COLUMBIA UNIVERSITY • DEPARTMENT OF
Physiology and Cellular Biophysics

CURRENT RESEARCH

Stem Cells in the Kidney
Stem cells are characterized by low cycling time and a standard procedure in the field is to apply BrdU in a short pulse to an animal and to follow it by a long term chase. Cells that retain the label (Label-retaining cells or LRCs) are considered to be stem cells. We found that in the adult kidney, these stem cells are concentrated in the papilla and located mostly outside the renal tubule. When the kidneys were subjected to unilateral ischemia followed by re-perfusion, we found that these LRCs migrated out of their niche in the papilla and started to rapidly divide. Purification of these cells led to identification of a gene that is expressed in them but in no other cell in the kidney. To provide definitive evidence for the existence of stem we need to produce a “lineage marker”. We generated a mouse that expresses the Cre recombinase (Cre:ERT2) under a control of its promoter and bred this mouse to a reporter strain such that these cells express a fluorescent protein but only when a drug (tamoxifen) induces the Cre expression. We found that these marked cells exist in the papilla as clusters of cells but are present as single cells in every nephron segment.
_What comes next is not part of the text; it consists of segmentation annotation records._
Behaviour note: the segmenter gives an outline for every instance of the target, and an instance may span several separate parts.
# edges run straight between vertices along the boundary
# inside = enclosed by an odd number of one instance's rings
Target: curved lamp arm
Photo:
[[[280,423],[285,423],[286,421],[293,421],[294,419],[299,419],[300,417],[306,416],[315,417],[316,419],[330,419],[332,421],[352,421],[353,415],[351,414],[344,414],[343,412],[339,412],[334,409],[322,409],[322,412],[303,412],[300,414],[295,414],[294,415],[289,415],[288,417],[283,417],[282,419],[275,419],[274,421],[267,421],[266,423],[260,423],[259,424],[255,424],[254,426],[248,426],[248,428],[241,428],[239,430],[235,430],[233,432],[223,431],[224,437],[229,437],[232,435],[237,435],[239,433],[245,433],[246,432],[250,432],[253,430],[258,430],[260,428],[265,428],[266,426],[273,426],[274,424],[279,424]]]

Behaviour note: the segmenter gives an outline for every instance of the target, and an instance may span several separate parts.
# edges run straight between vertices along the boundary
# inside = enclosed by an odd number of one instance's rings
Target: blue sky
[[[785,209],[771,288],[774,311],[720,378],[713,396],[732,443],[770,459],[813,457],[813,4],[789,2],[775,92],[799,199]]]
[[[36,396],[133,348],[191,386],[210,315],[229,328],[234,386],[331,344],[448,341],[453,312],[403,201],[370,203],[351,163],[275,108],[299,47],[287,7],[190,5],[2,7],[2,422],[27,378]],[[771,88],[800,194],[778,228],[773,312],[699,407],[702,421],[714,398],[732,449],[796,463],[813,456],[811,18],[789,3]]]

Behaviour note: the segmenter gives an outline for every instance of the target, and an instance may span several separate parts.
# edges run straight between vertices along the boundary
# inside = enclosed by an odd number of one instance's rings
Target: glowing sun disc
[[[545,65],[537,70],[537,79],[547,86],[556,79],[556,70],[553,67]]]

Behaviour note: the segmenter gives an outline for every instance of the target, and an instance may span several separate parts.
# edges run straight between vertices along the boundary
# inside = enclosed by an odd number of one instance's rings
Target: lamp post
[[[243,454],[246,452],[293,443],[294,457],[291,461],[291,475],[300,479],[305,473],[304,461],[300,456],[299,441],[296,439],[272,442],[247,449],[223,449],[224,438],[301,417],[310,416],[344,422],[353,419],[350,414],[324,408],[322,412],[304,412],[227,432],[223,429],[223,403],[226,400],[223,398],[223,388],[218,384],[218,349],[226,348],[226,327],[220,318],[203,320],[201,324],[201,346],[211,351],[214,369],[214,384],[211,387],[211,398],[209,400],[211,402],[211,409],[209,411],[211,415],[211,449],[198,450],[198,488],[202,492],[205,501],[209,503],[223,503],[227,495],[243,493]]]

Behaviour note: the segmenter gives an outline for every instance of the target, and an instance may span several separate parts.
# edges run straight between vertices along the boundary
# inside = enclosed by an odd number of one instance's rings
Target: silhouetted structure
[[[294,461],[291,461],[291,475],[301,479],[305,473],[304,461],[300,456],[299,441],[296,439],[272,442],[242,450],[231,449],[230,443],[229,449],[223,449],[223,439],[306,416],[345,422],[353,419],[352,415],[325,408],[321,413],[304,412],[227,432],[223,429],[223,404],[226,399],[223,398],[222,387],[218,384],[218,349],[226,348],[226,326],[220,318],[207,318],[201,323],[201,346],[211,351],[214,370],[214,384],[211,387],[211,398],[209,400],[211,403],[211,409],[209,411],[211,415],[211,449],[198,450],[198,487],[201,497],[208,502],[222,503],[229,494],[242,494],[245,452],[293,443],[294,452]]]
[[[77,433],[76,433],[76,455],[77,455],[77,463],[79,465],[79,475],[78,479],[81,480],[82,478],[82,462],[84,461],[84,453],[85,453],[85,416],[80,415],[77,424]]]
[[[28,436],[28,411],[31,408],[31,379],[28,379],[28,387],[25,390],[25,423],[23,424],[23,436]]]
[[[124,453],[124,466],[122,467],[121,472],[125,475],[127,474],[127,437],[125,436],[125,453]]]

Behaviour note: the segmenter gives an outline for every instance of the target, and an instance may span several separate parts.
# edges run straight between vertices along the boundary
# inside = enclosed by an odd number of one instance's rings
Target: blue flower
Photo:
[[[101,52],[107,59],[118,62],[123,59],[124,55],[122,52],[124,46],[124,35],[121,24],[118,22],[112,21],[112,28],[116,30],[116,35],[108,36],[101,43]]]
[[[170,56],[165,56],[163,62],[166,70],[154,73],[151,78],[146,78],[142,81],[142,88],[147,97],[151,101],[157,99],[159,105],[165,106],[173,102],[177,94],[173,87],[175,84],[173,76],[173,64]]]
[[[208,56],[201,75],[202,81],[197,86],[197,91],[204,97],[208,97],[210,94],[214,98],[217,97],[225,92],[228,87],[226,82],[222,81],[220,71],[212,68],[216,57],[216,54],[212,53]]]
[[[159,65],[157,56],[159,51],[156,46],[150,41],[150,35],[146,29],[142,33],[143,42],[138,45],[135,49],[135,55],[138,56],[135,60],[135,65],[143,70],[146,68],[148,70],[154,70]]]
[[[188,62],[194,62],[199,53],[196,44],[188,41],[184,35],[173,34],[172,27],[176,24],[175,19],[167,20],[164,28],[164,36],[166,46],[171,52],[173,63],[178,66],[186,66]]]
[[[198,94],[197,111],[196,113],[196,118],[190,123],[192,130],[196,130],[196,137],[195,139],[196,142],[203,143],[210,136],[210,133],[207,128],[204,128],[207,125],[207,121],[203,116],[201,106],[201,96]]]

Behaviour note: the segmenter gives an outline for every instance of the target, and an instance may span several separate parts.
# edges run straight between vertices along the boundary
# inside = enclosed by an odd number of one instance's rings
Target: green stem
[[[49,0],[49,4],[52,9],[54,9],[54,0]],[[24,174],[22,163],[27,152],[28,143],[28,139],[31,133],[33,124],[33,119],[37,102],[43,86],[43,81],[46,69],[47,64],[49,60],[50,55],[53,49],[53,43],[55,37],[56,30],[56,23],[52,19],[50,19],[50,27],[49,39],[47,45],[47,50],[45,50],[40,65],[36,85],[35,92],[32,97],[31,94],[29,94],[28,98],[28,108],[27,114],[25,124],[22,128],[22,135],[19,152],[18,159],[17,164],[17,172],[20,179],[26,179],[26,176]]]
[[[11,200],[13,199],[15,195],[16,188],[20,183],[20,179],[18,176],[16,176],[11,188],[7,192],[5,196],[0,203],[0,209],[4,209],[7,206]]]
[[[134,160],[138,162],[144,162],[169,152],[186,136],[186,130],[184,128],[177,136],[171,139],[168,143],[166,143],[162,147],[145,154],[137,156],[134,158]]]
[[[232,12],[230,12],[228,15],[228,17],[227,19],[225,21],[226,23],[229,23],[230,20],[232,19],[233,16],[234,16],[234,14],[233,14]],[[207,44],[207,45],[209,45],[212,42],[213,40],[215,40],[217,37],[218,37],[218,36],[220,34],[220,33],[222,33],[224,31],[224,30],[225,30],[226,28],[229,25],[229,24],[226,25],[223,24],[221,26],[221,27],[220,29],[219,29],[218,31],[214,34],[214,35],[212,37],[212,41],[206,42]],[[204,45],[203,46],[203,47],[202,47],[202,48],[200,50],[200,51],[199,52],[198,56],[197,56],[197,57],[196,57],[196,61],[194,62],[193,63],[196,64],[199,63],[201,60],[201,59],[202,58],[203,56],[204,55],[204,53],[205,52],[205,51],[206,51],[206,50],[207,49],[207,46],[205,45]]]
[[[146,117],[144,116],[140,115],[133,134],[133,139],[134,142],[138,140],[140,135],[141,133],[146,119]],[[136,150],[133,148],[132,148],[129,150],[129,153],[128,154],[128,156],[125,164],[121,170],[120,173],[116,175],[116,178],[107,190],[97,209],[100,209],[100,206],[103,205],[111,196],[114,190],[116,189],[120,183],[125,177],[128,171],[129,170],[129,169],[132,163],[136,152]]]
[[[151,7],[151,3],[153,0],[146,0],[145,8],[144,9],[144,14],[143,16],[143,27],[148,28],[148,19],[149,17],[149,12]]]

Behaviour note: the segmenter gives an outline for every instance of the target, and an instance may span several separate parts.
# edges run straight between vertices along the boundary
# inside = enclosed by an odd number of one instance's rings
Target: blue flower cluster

Ischemic injury led to proliferation and migration of these cells to the site of injury followed by incorporation into the injured nephron segments. Thus these cells are bona fide stem cells of the adult kidney.

Response of the Kidney to Acidosis
Over the past two decades we have shown that the collecting tubule of the nephron contains two types of intercalated cells, α-intercalated cells secrete acid while β-intercalated cells secrete HCO3. We have shown that the β-IC converts to the α-IC form when the animal is fed an acid diet. We showed that this conversion is a process of differentiation induced by the deposition of an extracellular matrix protein called hensin/DMBT1. Deletion of hensin results in a complete blockade of the conversion. We recently discovered that the proximate signal by which the cell senses a change in extracellular pH is secretion of the chemokine SDF1. We are presently investigating the mechanism by which SDF1 and its receptor CXCR4 mediate this effect.

Branching Morphogenesis during kidney development
The kidneys develop when an epithelial outgrowth of the Wolffian duct (the ureteric bud) invades the metanephric mesenchyme causing it to convert to the epithelial nephron. The epithelia then send signals that induce another round of branching. Hence, the branches of the tree eventually determine the number of nephrons. We began a new project in which we are attempting to map the entire branching tree during kidney development and to identify the entire map of the branching tree and we are studying the effect of specific gene deletions on the pattern of branching.